Buy a car, book a trip, set up your new phone or computer — these can all be fun transactions that hold promise for both consumer and company. But corporations can be like serial daters, just looking for the next pretty face. They fixate on the transaction, all too often forgetting you have choices. Relationship is rarely in their vocabulary. And let’s face it, relationships boil down to the little things – doing the dishes, taking out the garbage – and yes, helping with the details once committed.

Neglect was what I felt when I ended a six-year relationship with Toyota. Though I’d leased back-to-back Priuses, the company took me for granted. No special offer, no communication at all (it didn’t help that the car’s engine groaned when I wanted a little excitement), no overt strategies to express an interest in customer retention. Even stranger, when I did make clear that I was moving on, they wouldn’t even talk to me. Toyota outsourced the “lease grounding” (note: this car did not fly) to another faceless entity, AutoVIN, who sent a Joe Pesci clone out to review my vehicle. Anger over our imminent breakup? Joe spent two hostile hours snapping dozens of pictures, sat in my car and left it stinking of boiled cabbage, and then froze me out, stating that I would be contacted within 48 hours with a bill summarizing his assessment of how badly I’d worn out Toyota’s car.

The dreaded end-of-relationship giving back of stuff – i.e., the sluggish car – was even worse. Help was hard to find at Toyota. Numerous reps sat quietly at their desks in the vast, empty showroom. Strangely, I was informed that only one of these men could assist with the lease-end paperwork, but this man was invisible. Apparently he was in the lunchroom eating a burger and fries. After waiting twenty minutes I was informed that “he was committed to his lunch.” If only I’d been buying a car!

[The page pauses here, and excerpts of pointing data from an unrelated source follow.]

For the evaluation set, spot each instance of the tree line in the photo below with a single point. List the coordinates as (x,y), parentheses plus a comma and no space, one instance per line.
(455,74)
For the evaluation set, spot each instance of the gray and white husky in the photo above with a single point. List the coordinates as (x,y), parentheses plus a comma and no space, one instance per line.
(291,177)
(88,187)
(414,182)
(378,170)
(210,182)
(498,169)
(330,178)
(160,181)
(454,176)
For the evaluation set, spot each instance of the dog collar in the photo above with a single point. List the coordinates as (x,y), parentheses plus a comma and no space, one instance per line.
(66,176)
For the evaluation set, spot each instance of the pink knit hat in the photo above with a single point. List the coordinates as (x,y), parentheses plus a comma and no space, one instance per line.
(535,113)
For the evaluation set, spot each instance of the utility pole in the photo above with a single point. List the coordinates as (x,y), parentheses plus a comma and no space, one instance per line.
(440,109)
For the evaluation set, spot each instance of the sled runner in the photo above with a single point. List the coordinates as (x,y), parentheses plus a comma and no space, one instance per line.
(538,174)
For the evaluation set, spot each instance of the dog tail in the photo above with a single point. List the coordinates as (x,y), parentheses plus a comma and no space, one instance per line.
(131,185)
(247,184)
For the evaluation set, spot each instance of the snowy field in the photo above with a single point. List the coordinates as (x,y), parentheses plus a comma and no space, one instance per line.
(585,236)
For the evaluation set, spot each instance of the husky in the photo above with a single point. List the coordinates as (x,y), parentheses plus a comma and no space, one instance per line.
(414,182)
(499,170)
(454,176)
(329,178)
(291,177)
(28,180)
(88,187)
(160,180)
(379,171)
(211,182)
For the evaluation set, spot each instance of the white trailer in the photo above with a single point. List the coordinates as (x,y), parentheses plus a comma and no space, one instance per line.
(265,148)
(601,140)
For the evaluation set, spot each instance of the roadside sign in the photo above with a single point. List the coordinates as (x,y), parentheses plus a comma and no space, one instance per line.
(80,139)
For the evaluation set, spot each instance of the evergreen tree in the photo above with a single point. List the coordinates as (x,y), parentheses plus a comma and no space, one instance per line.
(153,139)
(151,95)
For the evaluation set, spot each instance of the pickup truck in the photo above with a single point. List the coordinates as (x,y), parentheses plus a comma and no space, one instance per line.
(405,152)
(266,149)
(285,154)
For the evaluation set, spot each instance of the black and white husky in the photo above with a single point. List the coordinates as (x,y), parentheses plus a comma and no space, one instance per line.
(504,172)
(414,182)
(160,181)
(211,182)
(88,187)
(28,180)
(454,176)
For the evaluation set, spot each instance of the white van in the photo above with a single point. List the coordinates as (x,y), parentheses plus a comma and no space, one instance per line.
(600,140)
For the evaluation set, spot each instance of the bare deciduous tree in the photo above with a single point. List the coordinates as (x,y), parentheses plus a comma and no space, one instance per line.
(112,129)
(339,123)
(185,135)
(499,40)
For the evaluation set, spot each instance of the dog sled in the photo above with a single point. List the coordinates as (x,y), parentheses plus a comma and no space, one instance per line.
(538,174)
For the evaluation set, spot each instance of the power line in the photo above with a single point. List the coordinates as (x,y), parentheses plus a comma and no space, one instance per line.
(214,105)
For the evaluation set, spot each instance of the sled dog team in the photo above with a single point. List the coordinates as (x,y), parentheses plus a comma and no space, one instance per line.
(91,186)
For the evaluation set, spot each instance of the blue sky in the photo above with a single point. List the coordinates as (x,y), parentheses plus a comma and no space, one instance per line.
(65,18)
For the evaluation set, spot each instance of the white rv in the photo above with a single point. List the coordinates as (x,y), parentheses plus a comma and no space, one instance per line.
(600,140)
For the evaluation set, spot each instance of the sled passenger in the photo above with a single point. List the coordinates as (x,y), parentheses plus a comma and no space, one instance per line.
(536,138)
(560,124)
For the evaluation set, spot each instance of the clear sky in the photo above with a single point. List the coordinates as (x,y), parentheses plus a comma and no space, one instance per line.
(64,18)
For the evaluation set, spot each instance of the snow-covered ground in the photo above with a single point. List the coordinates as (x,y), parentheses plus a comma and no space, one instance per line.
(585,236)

Thinking about this corporate ambivalence drives home the reality that actually a lot of millennials and introverts (such as yours truly) don’t really want that much human interaction. We shun the phone or in-person encounters. Prior to Joe Pesci’s appearance, I had tried mightily to complete my lease-ending paperwork online, scouring Toyota’s website. Customers often prefer FAQs and online manuals to the alternative of calling or seeing a dreaded “agent”. Yet with my Toyota situation, and in many other cases, it often seems that corporations and corporate websites intentionally obscure their help and help text, as if putting it out there is an acknowledgement that consumers have problems that sometimes need to be researched and addressed. Websites broadcast their products’ attractive features (think adjective-happy profiles) and make it easy to buy them, but hide information about ongoing maintenance, answers to questions that arise over time, or issues that hint at the seldom spoken about yet all-too-predictable breakup. Toyota gave me the cold shoulder, and I muddled my way through the end of our relationship in a cloud of confusion, and that failure of communication means it’s over, baby.

I’m into my new relationship. MINI won me over with an upbeat showroom, a responsive customer service department, a “second date” appointment where they filled up the gas tank, washed the peppy car, and answered a bunch of my questions. MINI is at the forefront of experiential marketing, a holistic strategy that engages consumers and helps them bond with a brand, often resulting in passionate displays of loyalty through social media and elsewhere. The “MINI Owners’ Lounge” website is sleek and offers a range of services and information, including a thorough run-down of the lease-end process. If possessed by “MINI Mania”, I might even join the local MINI Motoring Club and participate in a rally!

But car love seldom lasts forever. Leases start and leases end. Three years from now, who knows? I might get a little itch, and need a fresh expression of interest to continue the relationship.